3. **Compare.** Well-calibrated if: scores within ±1 of anchors, rank ordering matches, broken blocks don't score above 3, generic blocks don't score above 6.

4. **Diagnose divergence:**

| Pattern | Cause | Fix |
|---------|-------|-----|
| Inflated across the board | Scale language too soft | Tighten: "generic = 4-5, not 7" |
| Deflated across the board | Penalizes missing features | Reframe around what's present |
| Wrong dimension weighted | Priorities misaligned | Sharpen scope, add "does NOT evaluate Z" |
| Correct rank, wrong absolute | Scale shifted but judgment sound | Adjust scale descriptions |
| Wrong rank order | Criteria miss what matters | Rewrite based on human values |
| Inconsistent across runs | Criteria ambiguous | Add concrete scoring examples |

### Inter-Rater Reliability

Run the same blind eval twice in separate containers. Scores differing by >±1 across runs means the SKILL.md criteria are too vague.

## Common Patterns

**Skill is too long.** 800+ lines and eval shows SAME → model overwhelmed by context. Move 3 most important patterns to top, cut API docs, focus on what to do differently.

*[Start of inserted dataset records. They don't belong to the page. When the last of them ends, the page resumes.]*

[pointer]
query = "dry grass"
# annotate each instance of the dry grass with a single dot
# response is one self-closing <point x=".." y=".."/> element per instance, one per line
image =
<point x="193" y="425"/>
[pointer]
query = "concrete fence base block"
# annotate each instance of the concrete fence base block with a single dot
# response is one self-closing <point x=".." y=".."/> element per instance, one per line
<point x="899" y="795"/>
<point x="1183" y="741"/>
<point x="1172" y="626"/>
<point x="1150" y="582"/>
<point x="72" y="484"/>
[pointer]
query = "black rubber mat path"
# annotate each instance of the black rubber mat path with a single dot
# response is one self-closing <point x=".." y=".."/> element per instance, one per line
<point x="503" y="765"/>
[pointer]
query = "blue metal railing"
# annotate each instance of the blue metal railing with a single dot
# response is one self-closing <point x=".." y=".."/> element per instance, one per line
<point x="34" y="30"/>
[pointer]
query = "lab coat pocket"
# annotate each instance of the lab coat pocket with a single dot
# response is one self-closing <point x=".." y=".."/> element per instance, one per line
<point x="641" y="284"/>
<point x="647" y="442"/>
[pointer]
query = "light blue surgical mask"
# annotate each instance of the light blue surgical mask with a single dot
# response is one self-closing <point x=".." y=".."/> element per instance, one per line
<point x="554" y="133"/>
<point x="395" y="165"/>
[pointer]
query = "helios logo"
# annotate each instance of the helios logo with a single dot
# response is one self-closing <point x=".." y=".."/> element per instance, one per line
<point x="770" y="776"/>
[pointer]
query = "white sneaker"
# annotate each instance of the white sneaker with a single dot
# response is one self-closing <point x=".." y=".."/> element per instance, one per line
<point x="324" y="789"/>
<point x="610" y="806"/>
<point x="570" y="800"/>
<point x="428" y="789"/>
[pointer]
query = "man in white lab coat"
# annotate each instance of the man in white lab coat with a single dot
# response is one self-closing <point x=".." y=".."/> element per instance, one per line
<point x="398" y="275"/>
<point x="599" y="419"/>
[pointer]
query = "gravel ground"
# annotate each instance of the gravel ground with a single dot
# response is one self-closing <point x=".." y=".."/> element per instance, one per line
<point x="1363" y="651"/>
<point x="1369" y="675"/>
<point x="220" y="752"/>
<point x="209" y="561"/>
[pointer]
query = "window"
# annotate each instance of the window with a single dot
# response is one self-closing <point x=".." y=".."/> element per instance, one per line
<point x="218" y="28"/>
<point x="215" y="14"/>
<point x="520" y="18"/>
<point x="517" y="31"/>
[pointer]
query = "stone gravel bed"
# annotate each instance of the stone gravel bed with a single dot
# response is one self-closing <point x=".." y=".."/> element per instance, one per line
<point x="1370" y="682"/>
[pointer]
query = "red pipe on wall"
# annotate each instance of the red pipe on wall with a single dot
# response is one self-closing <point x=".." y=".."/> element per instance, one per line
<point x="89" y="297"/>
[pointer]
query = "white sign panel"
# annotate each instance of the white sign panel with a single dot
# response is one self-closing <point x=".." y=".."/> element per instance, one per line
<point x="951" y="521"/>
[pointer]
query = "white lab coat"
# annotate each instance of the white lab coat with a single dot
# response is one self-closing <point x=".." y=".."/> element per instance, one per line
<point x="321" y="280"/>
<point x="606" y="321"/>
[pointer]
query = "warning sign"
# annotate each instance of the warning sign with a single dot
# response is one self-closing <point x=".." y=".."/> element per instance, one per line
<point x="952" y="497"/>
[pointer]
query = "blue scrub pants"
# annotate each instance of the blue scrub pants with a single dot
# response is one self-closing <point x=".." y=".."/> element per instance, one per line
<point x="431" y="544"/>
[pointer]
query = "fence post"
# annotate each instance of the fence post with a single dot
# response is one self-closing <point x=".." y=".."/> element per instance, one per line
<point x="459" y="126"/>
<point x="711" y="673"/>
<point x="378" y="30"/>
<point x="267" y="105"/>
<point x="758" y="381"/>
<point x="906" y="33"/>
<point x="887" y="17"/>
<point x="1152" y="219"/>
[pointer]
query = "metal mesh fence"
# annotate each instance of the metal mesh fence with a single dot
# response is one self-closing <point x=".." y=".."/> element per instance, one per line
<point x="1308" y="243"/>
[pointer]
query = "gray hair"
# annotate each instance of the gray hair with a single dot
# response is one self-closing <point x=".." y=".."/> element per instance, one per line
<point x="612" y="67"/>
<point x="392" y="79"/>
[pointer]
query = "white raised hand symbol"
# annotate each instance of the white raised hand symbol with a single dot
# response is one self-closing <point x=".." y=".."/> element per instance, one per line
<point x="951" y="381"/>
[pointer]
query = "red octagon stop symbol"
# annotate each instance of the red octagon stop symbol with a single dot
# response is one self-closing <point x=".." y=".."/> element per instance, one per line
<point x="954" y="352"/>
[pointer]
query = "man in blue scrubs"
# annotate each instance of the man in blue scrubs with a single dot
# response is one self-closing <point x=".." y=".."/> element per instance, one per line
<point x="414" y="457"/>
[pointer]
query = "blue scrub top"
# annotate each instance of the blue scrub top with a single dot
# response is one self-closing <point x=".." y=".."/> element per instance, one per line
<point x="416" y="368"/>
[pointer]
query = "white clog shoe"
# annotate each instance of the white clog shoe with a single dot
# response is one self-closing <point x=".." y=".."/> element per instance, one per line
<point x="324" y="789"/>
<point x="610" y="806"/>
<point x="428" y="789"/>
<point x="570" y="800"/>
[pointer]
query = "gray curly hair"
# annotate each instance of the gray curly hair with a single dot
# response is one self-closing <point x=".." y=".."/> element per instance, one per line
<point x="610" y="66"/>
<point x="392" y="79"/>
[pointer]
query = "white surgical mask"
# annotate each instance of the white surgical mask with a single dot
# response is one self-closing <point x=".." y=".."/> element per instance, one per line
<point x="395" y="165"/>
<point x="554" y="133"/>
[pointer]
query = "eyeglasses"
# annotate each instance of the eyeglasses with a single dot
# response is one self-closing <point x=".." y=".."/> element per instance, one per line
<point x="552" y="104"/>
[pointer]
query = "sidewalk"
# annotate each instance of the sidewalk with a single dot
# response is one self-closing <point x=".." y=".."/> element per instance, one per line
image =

**Skill teaches concepts, not code.** "Use a render queue" without showing the pattern → model may not produce it. Add concrete code blocks.

**Baseline already knows it.** D3 APIs the model knows well (treemap, forceSimulation, basic transitions) won't show improvement. Value is in patterns the model wouldn't discover: render queues, color-picking, dirty-flag rendering.

**Checklists encourage box-ticking.** Especially for holistic evaluations (visual-critic). Dimensions are lenses, not checkboxes. Each auditing skill owns a distinct dimension.